The US military conducted an air strike against al-Qaeda-affiliated al-Shabaab militants on Tuesday, the first since President Joe Biden took office, the Pentagon said.
The US military command for Africa (AFRICOM), in coordination with the Somali government, “conducted one airstrike in the vicinity of Galkayo, Somalia today against al-Shabaab,” Pentagon spokeswoman Cindi King told AFP.
The strike, 700 kilometers (430 miles) northeast of Mogadishu, targeted Shabaab militants, King said.
“A battle-damage assessment is still pending due to the ongoing engagement between al-Shabaab and Somali forces, however the command’s initial assessment is that no civilians were injured or killed as a result of this strike,” she added.
The strike is the first conducted by the US military in Somalia since January 19, when AFRICOM announced it had killed three Shabaab militants in two strikes in Jamaame and Deb Scinnele.
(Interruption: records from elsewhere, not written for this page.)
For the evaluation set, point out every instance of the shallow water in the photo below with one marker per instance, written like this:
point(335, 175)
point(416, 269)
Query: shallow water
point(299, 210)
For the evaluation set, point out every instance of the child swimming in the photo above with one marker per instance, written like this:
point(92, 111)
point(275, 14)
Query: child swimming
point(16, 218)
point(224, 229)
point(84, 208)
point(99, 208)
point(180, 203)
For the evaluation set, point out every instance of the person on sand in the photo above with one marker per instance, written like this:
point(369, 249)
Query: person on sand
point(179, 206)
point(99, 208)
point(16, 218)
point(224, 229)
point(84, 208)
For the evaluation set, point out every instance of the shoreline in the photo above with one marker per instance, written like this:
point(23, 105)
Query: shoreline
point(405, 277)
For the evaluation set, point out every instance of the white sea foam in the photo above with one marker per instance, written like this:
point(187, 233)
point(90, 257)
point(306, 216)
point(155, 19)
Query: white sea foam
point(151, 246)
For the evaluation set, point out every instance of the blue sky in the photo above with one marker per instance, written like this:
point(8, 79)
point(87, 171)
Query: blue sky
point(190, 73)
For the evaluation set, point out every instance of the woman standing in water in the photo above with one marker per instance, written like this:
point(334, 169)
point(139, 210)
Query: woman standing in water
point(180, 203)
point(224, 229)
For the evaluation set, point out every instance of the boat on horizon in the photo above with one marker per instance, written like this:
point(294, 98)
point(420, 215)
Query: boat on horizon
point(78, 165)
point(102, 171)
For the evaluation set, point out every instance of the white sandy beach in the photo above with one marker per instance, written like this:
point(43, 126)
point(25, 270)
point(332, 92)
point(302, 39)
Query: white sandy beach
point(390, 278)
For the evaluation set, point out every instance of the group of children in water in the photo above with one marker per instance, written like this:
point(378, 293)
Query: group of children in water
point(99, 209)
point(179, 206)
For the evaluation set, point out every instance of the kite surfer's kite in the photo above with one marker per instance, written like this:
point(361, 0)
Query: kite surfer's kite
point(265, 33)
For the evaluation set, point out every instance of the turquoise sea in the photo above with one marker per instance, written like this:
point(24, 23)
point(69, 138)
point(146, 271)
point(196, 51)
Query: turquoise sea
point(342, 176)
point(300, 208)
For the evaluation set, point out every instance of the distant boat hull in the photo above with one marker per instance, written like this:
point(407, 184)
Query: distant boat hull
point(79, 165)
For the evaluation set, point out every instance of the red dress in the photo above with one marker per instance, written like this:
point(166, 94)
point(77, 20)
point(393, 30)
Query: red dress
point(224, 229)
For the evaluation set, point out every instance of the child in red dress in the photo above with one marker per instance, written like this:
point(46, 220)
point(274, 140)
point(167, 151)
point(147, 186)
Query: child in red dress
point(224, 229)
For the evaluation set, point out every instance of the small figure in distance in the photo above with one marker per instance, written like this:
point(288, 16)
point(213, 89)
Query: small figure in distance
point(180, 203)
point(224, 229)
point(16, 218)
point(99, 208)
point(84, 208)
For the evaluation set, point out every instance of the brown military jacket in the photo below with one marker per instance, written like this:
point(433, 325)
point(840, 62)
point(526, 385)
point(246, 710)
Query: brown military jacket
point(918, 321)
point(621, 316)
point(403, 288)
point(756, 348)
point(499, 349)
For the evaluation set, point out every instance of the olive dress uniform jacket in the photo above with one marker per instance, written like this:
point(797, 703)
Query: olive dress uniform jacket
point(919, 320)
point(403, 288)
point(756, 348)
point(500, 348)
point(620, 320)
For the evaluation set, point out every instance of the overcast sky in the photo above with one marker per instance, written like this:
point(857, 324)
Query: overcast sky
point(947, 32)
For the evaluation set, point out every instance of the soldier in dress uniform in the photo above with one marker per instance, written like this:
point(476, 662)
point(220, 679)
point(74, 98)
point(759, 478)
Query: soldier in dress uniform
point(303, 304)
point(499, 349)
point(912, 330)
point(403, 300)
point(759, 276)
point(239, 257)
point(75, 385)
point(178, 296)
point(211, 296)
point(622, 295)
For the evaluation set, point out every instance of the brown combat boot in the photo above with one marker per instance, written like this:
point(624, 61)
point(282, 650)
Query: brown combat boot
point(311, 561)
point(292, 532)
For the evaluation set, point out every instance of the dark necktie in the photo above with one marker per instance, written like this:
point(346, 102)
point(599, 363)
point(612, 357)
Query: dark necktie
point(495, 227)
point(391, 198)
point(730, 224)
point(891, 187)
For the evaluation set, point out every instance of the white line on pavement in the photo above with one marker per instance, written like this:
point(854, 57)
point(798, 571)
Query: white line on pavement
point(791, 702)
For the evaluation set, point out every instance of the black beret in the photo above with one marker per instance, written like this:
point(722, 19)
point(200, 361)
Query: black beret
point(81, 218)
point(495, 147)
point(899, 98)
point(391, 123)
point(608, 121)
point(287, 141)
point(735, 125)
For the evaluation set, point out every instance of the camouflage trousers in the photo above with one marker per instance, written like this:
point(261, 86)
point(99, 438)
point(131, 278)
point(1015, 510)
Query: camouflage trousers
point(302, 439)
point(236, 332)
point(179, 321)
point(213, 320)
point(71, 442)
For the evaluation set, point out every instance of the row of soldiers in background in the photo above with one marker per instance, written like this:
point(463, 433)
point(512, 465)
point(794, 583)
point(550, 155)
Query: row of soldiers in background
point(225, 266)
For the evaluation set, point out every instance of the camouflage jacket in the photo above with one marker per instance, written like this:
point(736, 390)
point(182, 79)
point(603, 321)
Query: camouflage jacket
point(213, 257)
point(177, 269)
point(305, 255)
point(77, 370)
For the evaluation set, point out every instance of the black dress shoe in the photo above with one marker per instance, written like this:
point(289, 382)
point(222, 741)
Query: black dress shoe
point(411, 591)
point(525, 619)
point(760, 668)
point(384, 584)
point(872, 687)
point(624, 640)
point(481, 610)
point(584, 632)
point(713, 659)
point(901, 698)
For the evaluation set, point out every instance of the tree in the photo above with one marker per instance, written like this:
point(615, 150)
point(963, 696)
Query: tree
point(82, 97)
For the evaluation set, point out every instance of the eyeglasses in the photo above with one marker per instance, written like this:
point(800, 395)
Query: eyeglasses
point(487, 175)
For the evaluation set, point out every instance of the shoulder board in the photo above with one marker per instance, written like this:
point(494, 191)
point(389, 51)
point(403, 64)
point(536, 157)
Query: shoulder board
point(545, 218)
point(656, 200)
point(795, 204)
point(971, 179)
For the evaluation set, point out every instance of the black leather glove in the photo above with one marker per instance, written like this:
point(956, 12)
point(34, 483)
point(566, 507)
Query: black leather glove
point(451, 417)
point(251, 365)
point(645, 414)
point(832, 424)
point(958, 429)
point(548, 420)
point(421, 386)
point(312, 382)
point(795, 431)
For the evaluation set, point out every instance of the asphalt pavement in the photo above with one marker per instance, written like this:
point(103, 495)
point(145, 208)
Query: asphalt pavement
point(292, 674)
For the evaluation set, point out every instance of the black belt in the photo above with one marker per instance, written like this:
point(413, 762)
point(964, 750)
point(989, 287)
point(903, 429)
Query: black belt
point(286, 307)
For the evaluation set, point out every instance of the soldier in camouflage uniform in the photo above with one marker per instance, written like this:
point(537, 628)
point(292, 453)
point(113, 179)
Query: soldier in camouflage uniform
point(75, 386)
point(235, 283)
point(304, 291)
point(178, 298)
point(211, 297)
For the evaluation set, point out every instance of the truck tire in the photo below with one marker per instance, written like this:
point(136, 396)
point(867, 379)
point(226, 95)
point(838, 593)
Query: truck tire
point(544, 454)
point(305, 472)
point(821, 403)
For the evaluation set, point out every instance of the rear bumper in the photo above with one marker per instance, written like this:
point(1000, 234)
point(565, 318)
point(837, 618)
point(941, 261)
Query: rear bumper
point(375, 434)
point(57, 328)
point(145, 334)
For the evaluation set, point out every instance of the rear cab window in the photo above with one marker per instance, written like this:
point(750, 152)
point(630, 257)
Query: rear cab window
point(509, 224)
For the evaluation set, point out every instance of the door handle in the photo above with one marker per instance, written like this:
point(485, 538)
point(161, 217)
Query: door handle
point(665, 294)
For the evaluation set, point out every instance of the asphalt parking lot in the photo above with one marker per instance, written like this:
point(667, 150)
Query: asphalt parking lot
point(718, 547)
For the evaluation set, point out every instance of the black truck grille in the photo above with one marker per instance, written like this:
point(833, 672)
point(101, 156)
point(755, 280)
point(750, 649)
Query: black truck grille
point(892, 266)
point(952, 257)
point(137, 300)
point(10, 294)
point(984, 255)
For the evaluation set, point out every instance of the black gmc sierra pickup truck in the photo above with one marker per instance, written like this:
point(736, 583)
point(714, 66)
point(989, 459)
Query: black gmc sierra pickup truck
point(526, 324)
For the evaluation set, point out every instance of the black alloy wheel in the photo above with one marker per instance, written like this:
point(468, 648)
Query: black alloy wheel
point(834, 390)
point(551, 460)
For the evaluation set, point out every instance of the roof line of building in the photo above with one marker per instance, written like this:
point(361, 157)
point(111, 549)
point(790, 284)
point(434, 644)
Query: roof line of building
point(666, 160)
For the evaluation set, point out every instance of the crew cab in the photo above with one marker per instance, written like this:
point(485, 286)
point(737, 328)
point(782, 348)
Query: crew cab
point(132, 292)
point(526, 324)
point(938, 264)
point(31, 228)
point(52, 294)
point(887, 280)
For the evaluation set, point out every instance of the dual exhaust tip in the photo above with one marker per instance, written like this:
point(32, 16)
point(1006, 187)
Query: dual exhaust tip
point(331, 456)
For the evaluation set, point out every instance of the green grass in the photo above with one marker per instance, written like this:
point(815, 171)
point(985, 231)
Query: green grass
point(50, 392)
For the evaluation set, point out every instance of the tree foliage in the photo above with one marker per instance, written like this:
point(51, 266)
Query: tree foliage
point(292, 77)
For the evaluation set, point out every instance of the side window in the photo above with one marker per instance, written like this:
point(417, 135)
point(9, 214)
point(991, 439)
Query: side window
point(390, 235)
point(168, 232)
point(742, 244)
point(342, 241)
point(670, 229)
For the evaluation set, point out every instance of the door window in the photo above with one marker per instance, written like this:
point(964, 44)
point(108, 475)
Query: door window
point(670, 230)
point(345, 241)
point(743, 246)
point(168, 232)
Biden was inaugurated the next day. As soon as he arrived at the White House, he limited the use of drones against militant groups outside US theaters of war.
That reversed the policy of his predecessor Donald Trump, who had given the US military carte blanche in countries such as Somalia and Libya.
In March, Pentagon spokesman John Kirby said that any planned strikes against militant groups outside Afghanistan, Syria and Iraq were now submitted to the White House before being carried out.
Drone strikes multiplied during Trump’s term, going from 11 in Somalia in 2015, to 64 in 2019 and 54 in 2020, according to the non-governmental group Airwars, which monitors civilian deaths in bombings around the world.
Just before he left office, Trump ordered the withdrawal of some 700 special forces soldiers who were deployed in Somalia to train and advise the Somali army.